えっと、あとがきです。
 やめろ、やめろやめろ! 「それ」は昔お世話になった新井素子先生のキャッチフレーズのパクリだ。
 えーとですね、まぁ、ここまでは前振りなんですけれども、なにゆえに、戯作者や表現者は「この作品の解釈の正解は、受け止めて下さった皆様の数だけあります」という言葉を使っちゃうかといえば、そもそも大前提で言えば「帰結的『正解』を決めないで作品を作り上げることなど、天才にしかできない不可能犯罪であること」を踏まえたい。
 そう、戯作者は皆臆病者なのだ。自分は必死に、懸命に「AはBです」を落としどころにして作品を完成したはずなのに、読んだ、観た受け手が「AがBであるかのようにみせかけて、実は最初からBなんていなかったんですよね」的な、なんだよ、お前の観た作品は、それは押井守作品かよっていう「解釈」を持ち込まれても、しがない作者には「それは違います」を言う権利等最初からないからである。いや、もうちょっと正確な言い方をするならば「こちらの用意した核と、異なった解釈をされた時点で負け」であるからで、この辺は大河さんのサイトでも、『ウルトラマン』(1966年)を作った男、天才脚本家の金城哲夫氏の論などで書いているので、まぁ死ぬほど暇だっていう人は、できればそっちも読んで欲しいわけですが。
 
 要するに、表現に「正解」はあり、それを正しく受け手に伝えるまでが、本来の表現者の責務であるのだが、そうそう万人を相手に全員に正しく解釈を与えることなど、できるはずもなく、だから「答えは皆さんの数だけあります」っていう「逃げの呪文」で逃げることが、マナーであり、緊急避難的な安全地帯確保呪術なのである。
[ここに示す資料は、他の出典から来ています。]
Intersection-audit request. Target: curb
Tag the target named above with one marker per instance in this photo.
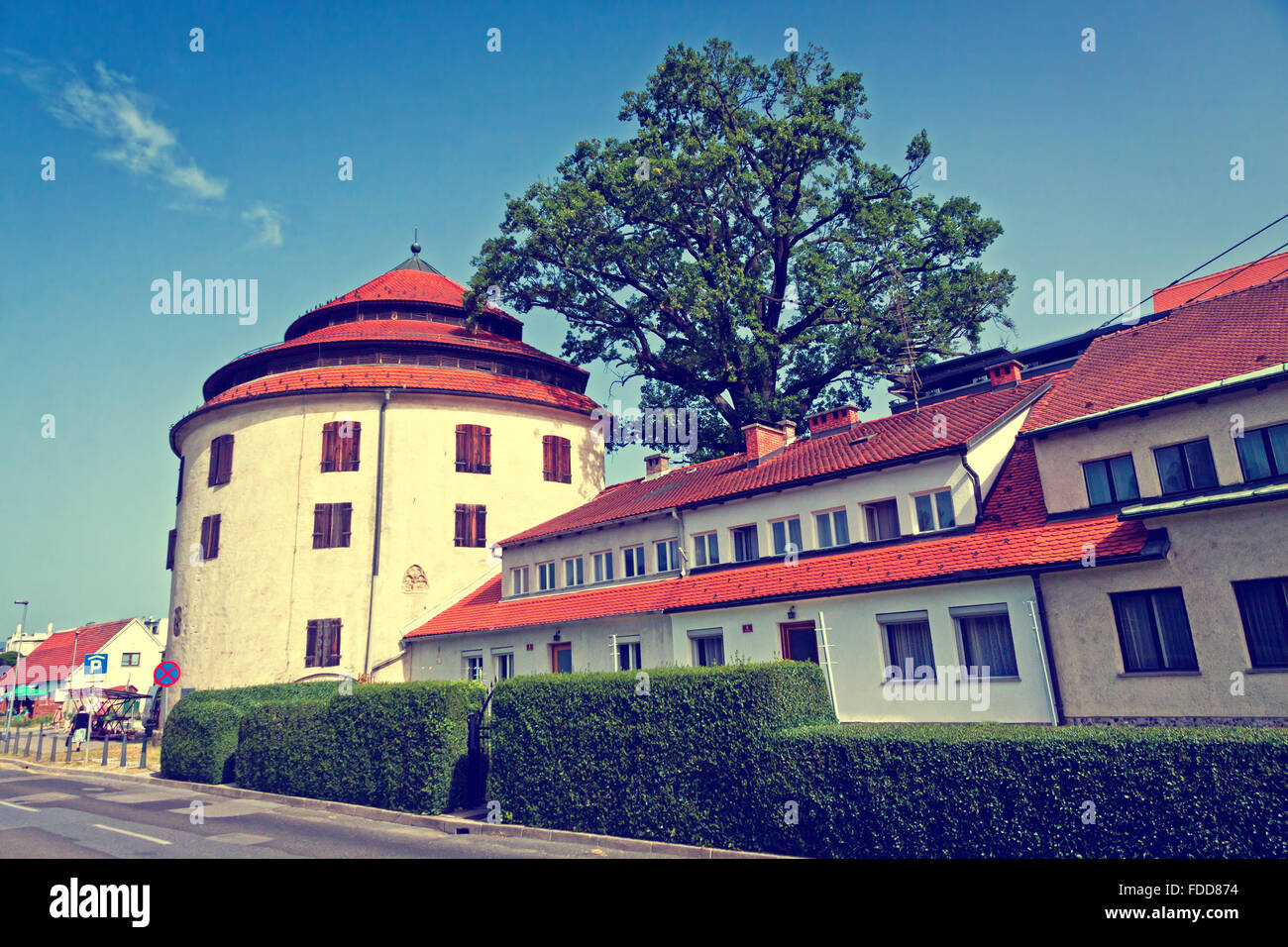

 だからね? からさ? からよ?(by『キングコング対ゴジラ』有島一郎台詞)、もちろん今回皆さんにお披露目した『石枕』とて、そこはそれ「石枕とは本来なんであったのか?」とか「ラストが現実だとすると、どこからが非現実だったのか」とか、こっちはちゃんと「正解」はあるわけですよ、ちゃんと。
 伏線も貼ったし、なんだっけ? ノックスの十階のモスキートみたいな、なんかお約束ルールみたいなのも守ったし、公平に受け手と向き合うために、ラストを予想できる要素もあらかじめ散りばめておいたわけです。
 
 だからして、筆者をして一番かけられたくない言葉が「ラストにはどんな意味があるのですか」なのだけど(もうちょっと難易度が高く、もうちょっと容赦がないリアクションに「ラストの意味が分からないので教えて下さい」という上位互換はあるが)、もし、そんな「親にネグレクトされつつも、学校で教師や上級生をひねりつぶすことでカタルシスを覚えた少年が振り回す、鋭利な刃物」がこちらに向けられた時のベターチョイス選択肢が「答えは観た人の数だけあります」という一択問題アタックチャンス!
 
 そして直後に、演じて頂いたそらぺちさん、こんなトンデモ派生作品を許認可してくださった今井雅子先生へ、抱けるだけの感謝の意を捧げつつ……。そーれーでーはッ シャンシャンシャン お別ぁああれっしまぁああしょぉっ!……とやれば完全犯罪なのだが、いやいやそのお二人を含め、ClubHouse公演をお聞きいただいた聴衆の皆さんへ向けて、もうちょっと真摯に向き合って、あぁ読んでよかったなぁと思える文章を、書いてみせなければ、そりゃあ売文屋稼業が廃りますっていうもんである。